Geshkenbein usually looks like he's staring through you, even more so in the nicotine gloom. Had there been whisky available, and had it not been considered impolite (he had after all, offered me a cigarette), he would no doubt have drunk straight from the bottle, perhaps offering me the first swig.

He inhaled on his cigarette and prepared to bat my questions away, way over my head and into the distance. How had the day started?

"Pretty good," he replied. "Poker wise, pretty good."

I decided against asking how things were going non-poker wise, and focused more about his style of play.

"Uh, maniac," he said.

And his style of personality?

"Maniac," he said. "I don't know, I like to do try unorthodox things, both in life and poker."

This is true.

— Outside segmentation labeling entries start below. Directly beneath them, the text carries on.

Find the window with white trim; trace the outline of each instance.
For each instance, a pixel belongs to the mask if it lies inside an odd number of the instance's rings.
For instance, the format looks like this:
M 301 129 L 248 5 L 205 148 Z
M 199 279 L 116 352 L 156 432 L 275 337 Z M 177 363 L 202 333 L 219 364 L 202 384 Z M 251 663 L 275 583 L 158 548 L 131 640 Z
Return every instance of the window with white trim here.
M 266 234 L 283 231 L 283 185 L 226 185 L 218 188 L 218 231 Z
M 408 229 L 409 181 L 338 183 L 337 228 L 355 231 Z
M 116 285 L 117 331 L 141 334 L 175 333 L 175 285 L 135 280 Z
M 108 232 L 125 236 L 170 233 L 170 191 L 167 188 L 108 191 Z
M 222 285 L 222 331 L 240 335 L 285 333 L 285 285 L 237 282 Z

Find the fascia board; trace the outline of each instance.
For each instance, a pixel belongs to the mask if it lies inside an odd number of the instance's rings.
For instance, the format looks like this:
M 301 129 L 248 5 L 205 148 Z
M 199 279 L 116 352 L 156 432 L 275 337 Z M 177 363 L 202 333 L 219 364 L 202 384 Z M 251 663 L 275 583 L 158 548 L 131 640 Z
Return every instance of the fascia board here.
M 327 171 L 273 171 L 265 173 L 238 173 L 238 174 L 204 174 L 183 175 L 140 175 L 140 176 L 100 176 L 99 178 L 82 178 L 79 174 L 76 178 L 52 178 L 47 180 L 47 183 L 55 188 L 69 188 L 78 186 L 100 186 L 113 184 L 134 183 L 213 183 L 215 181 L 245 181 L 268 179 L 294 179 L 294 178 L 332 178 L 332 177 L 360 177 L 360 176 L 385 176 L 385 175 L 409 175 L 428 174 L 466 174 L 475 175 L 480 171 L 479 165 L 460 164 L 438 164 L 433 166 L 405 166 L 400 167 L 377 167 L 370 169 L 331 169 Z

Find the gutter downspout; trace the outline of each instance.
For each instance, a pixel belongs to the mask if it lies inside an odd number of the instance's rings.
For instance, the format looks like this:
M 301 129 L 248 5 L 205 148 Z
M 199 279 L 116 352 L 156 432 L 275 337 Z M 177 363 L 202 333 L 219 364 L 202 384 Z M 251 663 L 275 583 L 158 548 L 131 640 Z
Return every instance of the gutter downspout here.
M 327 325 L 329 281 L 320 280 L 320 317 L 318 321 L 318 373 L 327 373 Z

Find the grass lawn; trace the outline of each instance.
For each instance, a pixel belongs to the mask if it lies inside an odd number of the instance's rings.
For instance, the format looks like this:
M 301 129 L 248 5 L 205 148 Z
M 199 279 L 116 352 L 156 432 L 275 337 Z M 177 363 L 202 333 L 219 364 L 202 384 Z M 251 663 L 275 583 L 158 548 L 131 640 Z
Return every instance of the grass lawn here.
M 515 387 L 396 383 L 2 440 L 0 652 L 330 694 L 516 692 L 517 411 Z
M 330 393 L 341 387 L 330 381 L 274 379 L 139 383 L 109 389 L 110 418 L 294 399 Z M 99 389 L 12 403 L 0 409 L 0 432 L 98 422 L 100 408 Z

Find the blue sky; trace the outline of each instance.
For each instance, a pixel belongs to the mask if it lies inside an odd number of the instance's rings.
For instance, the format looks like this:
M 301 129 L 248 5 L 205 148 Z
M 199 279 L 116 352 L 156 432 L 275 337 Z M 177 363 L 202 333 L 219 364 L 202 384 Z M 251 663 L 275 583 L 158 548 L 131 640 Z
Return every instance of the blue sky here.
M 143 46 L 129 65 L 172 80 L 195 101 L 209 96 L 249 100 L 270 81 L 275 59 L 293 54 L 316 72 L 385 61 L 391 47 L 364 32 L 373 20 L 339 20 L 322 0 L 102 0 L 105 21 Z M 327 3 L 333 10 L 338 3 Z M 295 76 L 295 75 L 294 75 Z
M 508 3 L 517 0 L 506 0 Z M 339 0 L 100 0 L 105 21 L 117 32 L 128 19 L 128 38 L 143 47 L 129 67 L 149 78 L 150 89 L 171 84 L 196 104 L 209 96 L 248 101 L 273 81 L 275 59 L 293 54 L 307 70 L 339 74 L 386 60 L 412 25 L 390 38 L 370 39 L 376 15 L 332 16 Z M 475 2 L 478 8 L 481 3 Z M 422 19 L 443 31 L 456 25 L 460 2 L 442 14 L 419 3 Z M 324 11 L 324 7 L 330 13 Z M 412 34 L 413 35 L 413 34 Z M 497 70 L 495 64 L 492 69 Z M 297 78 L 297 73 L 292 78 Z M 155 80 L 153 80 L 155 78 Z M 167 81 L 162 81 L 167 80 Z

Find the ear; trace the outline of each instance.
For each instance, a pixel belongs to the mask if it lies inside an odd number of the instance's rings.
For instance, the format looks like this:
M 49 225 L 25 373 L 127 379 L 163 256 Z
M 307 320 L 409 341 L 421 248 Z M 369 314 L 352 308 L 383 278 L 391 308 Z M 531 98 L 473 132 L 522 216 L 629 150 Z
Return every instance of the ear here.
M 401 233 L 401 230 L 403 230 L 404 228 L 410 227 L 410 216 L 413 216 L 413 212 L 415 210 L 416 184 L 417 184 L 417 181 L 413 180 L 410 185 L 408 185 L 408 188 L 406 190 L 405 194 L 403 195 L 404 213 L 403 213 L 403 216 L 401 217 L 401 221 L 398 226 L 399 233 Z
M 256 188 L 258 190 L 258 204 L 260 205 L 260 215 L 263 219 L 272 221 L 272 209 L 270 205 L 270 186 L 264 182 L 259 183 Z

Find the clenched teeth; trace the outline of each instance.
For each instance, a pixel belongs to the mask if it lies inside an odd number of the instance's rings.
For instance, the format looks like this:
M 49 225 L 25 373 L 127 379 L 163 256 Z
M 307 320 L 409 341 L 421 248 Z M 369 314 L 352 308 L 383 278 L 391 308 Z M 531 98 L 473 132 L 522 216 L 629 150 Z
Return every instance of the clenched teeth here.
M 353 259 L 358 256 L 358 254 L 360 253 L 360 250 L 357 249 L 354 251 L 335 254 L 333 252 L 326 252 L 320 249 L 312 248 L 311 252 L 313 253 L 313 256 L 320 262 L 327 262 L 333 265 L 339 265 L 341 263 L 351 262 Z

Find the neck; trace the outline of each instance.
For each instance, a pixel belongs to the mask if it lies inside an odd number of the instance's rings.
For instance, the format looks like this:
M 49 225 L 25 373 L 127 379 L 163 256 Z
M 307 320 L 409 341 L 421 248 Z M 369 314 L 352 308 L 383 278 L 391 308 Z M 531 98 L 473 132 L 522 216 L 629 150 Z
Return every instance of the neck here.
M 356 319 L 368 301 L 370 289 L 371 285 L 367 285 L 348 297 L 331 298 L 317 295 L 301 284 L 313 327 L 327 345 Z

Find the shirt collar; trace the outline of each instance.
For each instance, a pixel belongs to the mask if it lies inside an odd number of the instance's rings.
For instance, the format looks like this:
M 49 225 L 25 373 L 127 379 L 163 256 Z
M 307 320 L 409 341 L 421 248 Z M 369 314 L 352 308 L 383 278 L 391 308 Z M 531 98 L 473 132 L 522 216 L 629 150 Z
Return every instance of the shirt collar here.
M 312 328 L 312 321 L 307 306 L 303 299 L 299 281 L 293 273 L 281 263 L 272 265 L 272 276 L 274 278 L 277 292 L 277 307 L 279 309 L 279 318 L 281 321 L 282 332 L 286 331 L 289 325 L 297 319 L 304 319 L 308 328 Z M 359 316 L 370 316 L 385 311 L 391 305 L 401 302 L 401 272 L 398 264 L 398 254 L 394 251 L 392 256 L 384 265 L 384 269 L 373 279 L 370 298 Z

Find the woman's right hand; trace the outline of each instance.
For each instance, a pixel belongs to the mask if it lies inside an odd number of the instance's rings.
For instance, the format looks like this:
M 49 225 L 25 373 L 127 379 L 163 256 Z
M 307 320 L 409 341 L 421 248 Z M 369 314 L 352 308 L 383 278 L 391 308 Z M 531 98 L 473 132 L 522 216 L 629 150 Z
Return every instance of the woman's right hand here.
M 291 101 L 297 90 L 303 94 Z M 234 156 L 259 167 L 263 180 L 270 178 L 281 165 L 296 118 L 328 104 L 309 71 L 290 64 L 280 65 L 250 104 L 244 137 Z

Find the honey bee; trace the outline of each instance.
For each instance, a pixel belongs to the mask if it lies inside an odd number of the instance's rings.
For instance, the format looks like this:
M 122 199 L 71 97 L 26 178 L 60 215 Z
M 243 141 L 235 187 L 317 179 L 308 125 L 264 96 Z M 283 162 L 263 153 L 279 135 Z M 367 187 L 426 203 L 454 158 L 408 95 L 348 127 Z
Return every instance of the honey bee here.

During EPT Snowfest Geshkenbein became the first finalist to attack his opponents on Twitter during the game, primarily his heads-up opponent Kevin Vandersmissen, with whom he would later share a bottle of €600 Dom Perignon. Still, Geshkenbein left an impression; a volatile talent, with expensive tastes and the prize money to pay for it.

But will poker always be Geshkenbein's drive? It seems life outside poker is as important to the Russian as life in it.

"I started to study (civil engineering) a few months ago," he said. "I'm playing poker, I love the game and I get paid to play tournaments so why wouldn't I play?" So poker now and civil engineering later? "Yeah that's my plan."

God knows what he'll go on to build; lunar bases perhaps, or hollowed out mountain retreats. Either way he's a player to enjoy watching in the present, just in case he turns his back on poker to try being a maniac at something else.